魔物の大発生と、黒熱病の対策の為に王直々の命令により招集された貴族たちの会話だ。
――反吐が出る。耳当たりのいい装飾語をちりばめてごまかしてはいるが、実際の内容は幼稚な、いかにして自分が最も得をするかということばかりに終始している。奴らが身に着けている装飾品1つのためにどれほどの民が犠牲になったことやら。
集められた貴族の1人であるバッチット男爵はそう内心毒づきながら、ちらと未だ黙したままの王を一瞥し、溜息を吐いた。
王がすべて悪いわけではない。なぜなら現王レオナルドは確かにこの国を愛し、平民達にも十分に心を砕いていたのだから。

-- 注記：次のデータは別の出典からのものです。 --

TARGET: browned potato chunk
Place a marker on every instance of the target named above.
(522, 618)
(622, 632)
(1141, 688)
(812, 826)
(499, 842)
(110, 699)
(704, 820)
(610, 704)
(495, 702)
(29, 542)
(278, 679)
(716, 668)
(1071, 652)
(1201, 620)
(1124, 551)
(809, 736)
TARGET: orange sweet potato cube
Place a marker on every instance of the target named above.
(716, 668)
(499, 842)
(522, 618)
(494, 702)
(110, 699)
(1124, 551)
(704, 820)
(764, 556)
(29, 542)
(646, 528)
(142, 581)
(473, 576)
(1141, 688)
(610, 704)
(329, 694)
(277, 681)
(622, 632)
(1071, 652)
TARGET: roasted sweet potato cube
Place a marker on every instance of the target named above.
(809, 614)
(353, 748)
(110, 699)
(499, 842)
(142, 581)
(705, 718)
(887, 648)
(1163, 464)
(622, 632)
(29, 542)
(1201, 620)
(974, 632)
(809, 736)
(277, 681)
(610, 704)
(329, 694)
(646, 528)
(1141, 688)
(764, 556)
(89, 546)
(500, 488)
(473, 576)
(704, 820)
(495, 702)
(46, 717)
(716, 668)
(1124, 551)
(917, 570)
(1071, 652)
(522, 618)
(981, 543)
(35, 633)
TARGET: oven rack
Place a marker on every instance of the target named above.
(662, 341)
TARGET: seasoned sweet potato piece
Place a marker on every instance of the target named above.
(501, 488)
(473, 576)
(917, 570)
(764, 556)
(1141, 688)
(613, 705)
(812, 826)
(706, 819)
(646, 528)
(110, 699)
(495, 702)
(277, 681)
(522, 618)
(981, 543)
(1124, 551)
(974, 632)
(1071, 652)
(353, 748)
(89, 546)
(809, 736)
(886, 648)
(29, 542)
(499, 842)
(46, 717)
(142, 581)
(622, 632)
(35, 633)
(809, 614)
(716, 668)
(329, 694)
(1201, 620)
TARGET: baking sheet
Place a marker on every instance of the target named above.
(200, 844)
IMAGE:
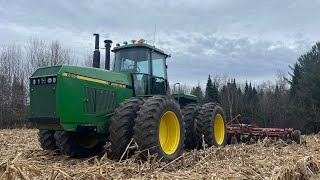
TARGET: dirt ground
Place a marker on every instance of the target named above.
(22, 158)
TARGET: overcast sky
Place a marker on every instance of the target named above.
(248, 40)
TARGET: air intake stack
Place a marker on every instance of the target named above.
(107, 61)
(96, 53)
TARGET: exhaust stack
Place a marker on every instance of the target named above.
(107, 57)
(96, 53)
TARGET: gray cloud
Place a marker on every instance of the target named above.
(244, 39)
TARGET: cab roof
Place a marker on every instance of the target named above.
(115, 49)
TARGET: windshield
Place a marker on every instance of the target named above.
(133, 60)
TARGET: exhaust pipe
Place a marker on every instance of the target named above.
(96, 53)
(107, 57)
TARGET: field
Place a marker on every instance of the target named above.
(22, 158)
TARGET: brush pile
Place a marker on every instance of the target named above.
(22, 158)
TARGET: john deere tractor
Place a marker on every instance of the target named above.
(78, 109)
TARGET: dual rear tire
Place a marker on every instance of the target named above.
(156, 124)
(211, 125)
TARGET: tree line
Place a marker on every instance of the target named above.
(293, 100)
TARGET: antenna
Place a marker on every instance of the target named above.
(154, 34)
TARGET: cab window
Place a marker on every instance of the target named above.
(158, 65)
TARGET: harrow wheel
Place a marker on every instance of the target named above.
(47, 140)
(212, 125)
(76, 145)
(121, 128)
(190, 113)
(159, 128)
(296, 136)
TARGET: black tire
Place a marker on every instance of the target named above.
(296, 136)
(121, 127)
(207, 117)
(47, 140)
(147, 129)
(190, 113)
(69, 143)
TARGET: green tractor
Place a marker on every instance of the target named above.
(78, 109)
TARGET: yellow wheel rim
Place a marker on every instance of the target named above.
(169, 132)
(219, 130)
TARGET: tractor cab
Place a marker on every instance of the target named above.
(147, 66)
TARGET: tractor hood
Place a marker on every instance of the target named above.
(63, 97)
(87, 74)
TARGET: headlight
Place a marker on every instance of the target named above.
(54, 80)
(49, 80)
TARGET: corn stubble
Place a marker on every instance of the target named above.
(22, 158)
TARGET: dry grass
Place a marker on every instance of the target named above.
(22, 158)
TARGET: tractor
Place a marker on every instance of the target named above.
(78, 109)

ただ、前王が他の子どもを作る前に若くして病気で亡くなってしまったことから消去法的に現王へと即位したという背景がある彼には、圧倒的に手腕が足りなかった。即位してからもう40年あまりの年月が経ったが、彼は未だ貴族たちの傀儡としていいように利用されている。
「それにしても商人の行き来が滞っているせいで最近領地の収入が減っておりまして、非常に困っておるのですよ」
「おお、貴方のところもか。実は私の領地もでしてね……。いやはや奇遇ですな」
「王よ、このままでは我が国の国力が低下し隣の帝国や英雄国に付け入る隙を与えかねませんぞ。ここは税の引き上げが必要かと」
「然り、然り!」
――まだそのような寝言を言っているのか!今のこの国はそれどころではないだろう!
バッチット男爵は心の中で憤慨し――しかし何も言えなかった。
いくら善良で高潔な心と、明晰な頭脳、そして高い手腕持っていようと、公爵や侯爵が皆あのような状態ではただの辺境の一男爵である彼にはどうしようもない。
やり場のない感情を押し殺しながら彼が窓から外の景色を眺めると、そこには彼の悩みをあざ笑うかのように雲一つない満天の星空が広がっていた。